August 28, 2011
Soka Gakkai features pro-nuclear series every year
Soka Gakkai, the religious organization and parent organization of the Komei Party, publishes a newspaper Seikyo Shimbun, in which Tokyo Electric Power Co. (TEPCO) used to run an advertisement every summer between 1978 and 1982.
Begins in 1978
The first TEPCO ad appeared on August 2, 1978, covering five bottom columns to advertise that TEPCO was steadily carrying out its plan to promote nuclear power generation.
In 1978 TEPCO aggressively approached Soka Gakkai and the Komei Party in a bid to get the Kashiwazaki Kariwa nuclear power plant (NPP), whose construction was approved in Sep. 1977, built at all costs in Niigata Prefecture to follow the Fukushima NPP.
From 1983 through 2010, TEPCO ran a new style ad in the form of a series for children “Let’s learn about electricity during summer holidays.” The series appeared for an average of 10 to 14 issues every summer. Seikyo Shimbun advertising bureau played a major role in producing the series, with TEPCO providing the information.

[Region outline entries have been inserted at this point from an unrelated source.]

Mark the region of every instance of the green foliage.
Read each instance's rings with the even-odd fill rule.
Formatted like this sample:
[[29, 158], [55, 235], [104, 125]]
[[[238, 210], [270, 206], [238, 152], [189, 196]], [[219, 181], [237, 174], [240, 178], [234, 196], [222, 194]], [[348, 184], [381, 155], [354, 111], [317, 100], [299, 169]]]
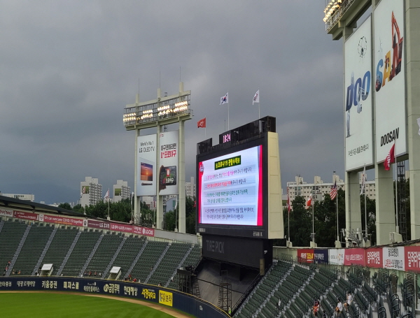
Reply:
[[[336, 202], [338, 202], [338, 211]], [[306, 201], [302, 196], [296, 196], [292, 202], [293, 210], [290, 213], [290, 238], [293, 246], [309, 246], [312, 233], [312, 208], [306, 210], [305, 205]], [[314, 211], [315, 242], [319, 247], [333, 247], [337, 240], [337, 212], [340, 239], [340, 231], [346, 227], [345, 192], [340, 189], [337, 191], [337, 199], [334, 201], [331, 200], [329, 194], [326, 194], [323, 201], [314, 202]], [[374, 200], [370, 201], [368, 211], [373, 211], [374, 213]], [[283, 213], [285, 233], [288, 237], [287, 209], [284, 209]], [[370, 226], [371, 223], [369, 224]], [[374, 226], [374, 220], [373, 225]]]

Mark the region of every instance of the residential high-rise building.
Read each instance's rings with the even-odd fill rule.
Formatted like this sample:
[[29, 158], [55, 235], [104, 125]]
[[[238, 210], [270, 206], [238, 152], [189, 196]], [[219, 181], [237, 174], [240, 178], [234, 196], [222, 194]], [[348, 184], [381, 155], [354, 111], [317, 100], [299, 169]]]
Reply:
[[102, 185], [98, 183], [98, 179], [85, 177], [85, 181], [80, 182], [80, 205], [96, 204], [102, 200]]
[[117, 180], [117, 184], [114, 185], [113, 202], [119, 202], [125, 198], [130, 198], [131, 196], [131, 188], [128, 186], [127, 181]]

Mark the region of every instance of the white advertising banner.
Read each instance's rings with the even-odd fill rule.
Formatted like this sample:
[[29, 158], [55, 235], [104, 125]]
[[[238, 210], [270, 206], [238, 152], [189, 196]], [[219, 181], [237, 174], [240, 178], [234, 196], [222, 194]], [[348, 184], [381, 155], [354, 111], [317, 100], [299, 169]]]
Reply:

The installment dated August 29, 1983 was extraordinary. The article set the scene in which a mother and her child visit the Fukushima Daiichi NPP, which is the one involved in the March accident, and the Daini NPP. The mother asks, “Can it withstand an earthquake?” A TEPCO staff member answers, “The foundation of an atomic power plant is built on hard bedrock. At the Fukushima Daiichi NPP, a staff member working inside a nuclear reactor building says he did not feel the quake at all when the 1978 Earthquake off Miyagi occurred,” and notes how sturdy the structure is. Then the child says, “So we can take shelter in a NPP for safety when an earthquake occurs.”
The serial “summer study” article dated July 29, 1999 took the reader on a visit to the Fukushima Daiichi NPP Unit 3 reactor. The article says that the nuclear reactor is guarded by thick cement walls and that its exterior is further surrounded doubly and triply by protective walls to completely seal in radioactivity. The article concludes by saying that the visiting mother and child are convinced that there would be no leak of radioactivity outside in the event of an accident.
Absence of self-criticism
Pro-nuclear ads on Seikyo Simbun did not end even after the 1979 Three Mile Island accident in the United States, the 1986 Chernobyl accident in the Soviet Union, and even after the 1999 criticality accident in Tokai Village in Ibaraki Prefecture.
So far this year, the year of the Fukushima Daiichi NPP accident, there has been no joint Seikyo Shimbun-TEPCO series. Likewise, there has not been a single article in the newspaper expressing self-criticism for propagating the nuclear “safety myth.”